Respirare stava diventando difficile.
Tutto intorno a noi c'era solo oscurità, un'oscurità in cui persino l'idea della luce sembrava assurda. L'acqua gocciolava dalle pareti umide, suoni echeggianti riempivano l'aria e, di tanto in tanto, un urlo lontano di qualche creatura sconosciuta... era sufficiente a paralizzare la mente.

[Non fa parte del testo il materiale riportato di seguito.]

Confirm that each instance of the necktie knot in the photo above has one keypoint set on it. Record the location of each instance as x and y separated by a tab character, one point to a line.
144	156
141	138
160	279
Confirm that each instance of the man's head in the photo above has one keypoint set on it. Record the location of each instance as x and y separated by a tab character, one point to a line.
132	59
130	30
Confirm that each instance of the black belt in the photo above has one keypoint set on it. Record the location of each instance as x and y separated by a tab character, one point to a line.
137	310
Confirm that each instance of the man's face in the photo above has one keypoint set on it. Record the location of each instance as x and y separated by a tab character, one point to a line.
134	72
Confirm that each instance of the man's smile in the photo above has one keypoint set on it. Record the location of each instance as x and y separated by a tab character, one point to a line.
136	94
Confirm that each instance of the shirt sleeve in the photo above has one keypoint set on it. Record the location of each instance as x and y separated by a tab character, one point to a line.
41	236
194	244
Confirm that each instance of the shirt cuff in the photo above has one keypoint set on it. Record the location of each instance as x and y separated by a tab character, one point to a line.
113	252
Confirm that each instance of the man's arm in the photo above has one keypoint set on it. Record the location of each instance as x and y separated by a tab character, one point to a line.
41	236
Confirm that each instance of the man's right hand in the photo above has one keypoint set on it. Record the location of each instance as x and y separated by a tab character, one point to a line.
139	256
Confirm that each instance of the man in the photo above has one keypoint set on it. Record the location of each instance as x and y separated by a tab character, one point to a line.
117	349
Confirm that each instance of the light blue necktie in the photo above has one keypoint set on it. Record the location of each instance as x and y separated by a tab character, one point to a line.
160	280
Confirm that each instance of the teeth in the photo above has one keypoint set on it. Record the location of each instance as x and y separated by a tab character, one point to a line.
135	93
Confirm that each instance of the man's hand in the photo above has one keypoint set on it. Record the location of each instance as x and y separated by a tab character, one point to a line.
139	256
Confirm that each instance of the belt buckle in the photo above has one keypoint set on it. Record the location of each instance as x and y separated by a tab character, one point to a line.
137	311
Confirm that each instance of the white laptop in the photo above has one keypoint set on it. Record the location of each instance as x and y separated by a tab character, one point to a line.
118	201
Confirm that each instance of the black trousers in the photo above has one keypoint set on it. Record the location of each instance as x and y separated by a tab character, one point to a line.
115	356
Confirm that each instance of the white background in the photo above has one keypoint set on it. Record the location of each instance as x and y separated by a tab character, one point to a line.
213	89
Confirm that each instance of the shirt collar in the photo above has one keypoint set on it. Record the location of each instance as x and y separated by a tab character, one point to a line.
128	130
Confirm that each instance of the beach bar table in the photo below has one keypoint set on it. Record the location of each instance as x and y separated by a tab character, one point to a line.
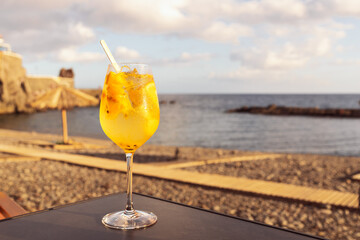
82	220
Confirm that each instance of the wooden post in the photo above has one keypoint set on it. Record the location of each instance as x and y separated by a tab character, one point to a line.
64	120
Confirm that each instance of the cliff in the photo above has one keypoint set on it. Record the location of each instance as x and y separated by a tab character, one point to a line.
14	87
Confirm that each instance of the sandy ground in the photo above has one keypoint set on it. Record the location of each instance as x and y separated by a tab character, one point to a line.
42	184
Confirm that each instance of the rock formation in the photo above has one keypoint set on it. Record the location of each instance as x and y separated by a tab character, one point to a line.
14	87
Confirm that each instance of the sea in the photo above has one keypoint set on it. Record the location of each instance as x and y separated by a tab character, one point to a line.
200	120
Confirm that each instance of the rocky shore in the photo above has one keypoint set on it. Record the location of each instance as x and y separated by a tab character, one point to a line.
37	185
326	172
298	111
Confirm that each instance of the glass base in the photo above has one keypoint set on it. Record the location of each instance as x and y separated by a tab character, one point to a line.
122	220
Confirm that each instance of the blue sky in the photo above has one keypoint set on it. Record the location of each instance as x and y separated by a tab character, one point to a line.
194	46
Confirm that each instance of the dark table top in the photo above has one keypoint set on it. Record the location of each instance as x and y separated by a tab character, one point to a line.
175	221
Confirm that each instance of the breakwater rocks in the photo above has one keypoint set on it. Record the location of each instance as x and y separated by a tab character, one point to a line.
298	111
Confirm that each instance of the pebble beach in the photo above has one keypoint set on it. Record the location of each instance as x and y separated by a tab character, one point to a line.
41	184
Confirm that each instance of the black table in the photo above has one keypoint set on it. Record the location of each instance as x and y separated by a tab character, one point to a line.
175	221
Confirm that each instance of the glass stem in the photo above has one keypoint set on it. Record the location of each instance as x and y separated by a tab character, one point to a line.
129	210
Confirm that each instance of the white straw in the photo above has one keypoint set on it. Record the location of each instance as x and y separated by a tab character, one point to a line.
110	56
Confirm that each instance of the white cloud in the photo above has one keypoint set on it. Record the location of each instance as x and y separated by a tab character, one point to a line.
184	58
73	55
124	54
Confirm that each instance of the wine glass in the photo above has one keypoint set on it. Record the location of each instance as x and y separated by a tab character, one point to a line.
129	116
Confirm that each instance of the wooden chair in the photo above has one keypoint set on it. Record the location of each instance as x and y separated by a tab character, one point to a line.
8	207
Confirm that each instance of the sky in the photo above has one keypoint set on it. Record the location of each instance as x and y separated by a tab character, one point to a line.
194	46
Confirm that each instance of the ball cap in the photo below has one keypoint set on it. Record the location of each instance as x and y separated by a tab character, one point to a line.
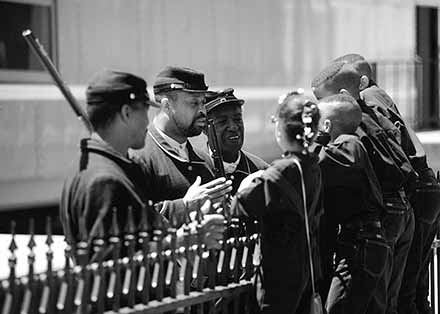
180	78
114	87
223	97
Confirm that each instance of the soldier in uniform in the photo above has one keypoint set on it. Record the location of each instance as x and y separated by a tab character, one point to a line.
425	200
390	163
226	112
275	196
117	105
353	202
170	162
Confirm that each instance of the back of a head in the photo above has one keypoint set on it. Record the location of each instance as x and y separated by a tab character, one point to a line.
334	77
291	110
343	111
108	90
358	62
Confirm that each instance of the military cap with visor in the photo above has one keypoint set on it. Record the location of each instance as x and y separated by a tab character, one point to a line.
180	78
117	88
221	98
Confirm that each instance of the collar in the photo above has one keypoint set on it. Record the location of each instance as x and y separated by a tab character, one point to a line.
96	144
179	149
230	167
167	149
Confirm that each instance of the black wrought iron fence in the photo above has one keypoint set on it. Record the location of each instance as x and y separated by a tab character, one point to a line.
39	276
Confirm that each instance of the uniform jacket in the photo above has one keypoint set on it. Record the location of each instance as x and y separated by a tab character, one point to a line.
168	176
390	163
249	163
105	180
283	238
351	188
378	99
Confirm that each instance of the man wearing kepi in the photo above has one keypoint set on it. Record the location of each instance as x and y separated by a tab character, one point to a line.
353	201
390	164
170	162
117	105
226	112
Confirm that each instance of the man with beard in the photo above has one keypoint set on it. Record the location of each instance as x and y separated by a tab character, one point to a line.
226	112
107	178
170	162
353	201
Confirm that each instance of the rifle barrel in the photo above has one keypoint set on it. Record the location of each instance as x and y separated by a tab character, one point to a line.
50	67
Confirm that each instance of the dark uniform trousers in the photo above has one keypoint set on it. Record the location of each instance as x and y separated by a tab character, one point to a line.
394	172
285	262
414	290
367	254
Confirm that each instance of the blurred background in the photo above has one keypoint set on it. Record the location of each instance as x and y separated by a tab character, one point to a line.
261	48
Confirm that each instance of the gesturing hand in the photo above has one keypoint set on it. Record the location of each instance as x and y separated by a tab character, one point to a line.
214	190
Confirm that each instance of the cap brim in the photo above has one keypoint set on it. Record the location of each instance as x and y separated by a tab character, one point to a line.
200	91
152	103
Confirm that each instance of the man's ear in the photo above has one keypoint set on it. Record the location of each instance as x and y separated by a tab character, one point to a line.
344	91
125	112
327	125
364	82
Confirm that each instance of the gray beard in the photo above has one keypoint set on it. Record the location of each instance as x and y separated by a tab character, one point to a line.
190	131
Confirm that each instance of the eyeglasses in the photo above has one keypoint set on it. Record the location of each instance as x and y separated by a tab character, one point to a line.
283	97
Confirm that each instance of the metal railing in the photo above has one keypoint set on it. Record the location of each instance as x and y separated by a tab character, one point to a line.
148	278
413	85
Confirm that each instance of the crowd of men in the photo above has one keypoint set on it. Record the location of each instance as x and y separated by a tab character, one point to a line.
350	160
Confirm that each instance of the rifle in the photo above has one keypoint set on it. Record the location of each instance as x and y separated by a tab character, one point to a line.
38	49
219	169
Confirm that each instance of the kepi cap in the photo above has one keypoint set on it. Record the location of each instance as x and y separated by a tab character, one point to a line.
115	87
223	97
180	78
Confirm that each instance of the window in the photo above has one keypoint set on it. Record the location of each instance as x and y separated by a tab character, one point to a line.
17	61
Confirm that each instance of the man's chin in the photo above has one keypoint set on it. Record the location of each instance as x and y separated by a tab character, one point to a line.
195	131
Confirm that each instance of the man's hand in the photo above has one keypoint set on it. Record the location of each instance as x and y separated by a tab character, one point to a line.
248	180
215	190
213	228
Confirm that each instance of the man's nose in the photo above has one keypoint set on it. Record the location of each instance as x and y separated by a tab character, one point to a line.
232	125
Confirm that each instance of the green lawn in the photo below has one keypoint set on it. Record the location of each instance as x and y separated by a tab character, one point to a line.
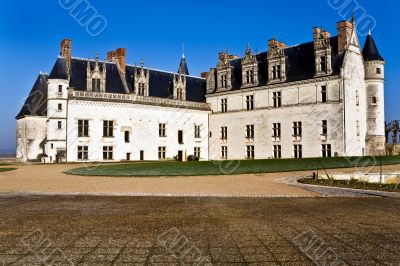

La mia mano era sulla roccia. Fredda, bagnata e tremava stranamente. Forse era la mia immaginazione, o forse era il muro che si muoveva davvero.
Il professor Lidenbrock era a pochi passi di distanza. Reggeva una torcia, ma la luce rivelava solo il suo volto: tutto il resto era inghiottito dalle ombre.
"Fermati!" dissi, con voce rotta e tesa. "Qualcosa... qualcosa si sta muovendo più avanti!"
Il professore si voltò a guardarmi. Non c'era paura nei suoi occhi, solo stupore. Come se avesse aspettato quel momento per anni.
"Siamo vicini... Lo sento, Axel. I segreti del nucleo terrestre ci stanno chiamando."
Mi voltai. Il nostro compagno Hans era seduto in silenzio contro il muro. Il viso inzuppato di sudore, lo sguardo assente. Non aveva detto una parola nell'ultima ora, continuava a fissare nella stessa direzione.
Poi, all'improvviso, la terra tremò.
Molto lievemente, come se una creatura gigantesca si stesse svegliando sotto di noi. Un suono profondo proveniva dalle crepe nel muro, qualcosa che andava oltre la comprensione del linguaggio umano.
Ci fissavamo tutti e tre. In quell'oscurità, tutto sembrava un nemico, persino le nostre ombre.
E come è iniziato tutto questo?
Due mesi fa, eravamo seduti in una vecchia biblioteca di Amburgo. La stessa biblioteca in cui abbiamo trovato quel messaggio nascosto in un libro consumato – un messaggio che ci ha spinto a intraprendere questo viaggio. Un viaggio in cui ogni passo ci ha lasciato la Terra e il tempo alle spalle… e la cui fine potrebbe essere qui – in mezzo a questa oscurità, questo silenzio e questa paura.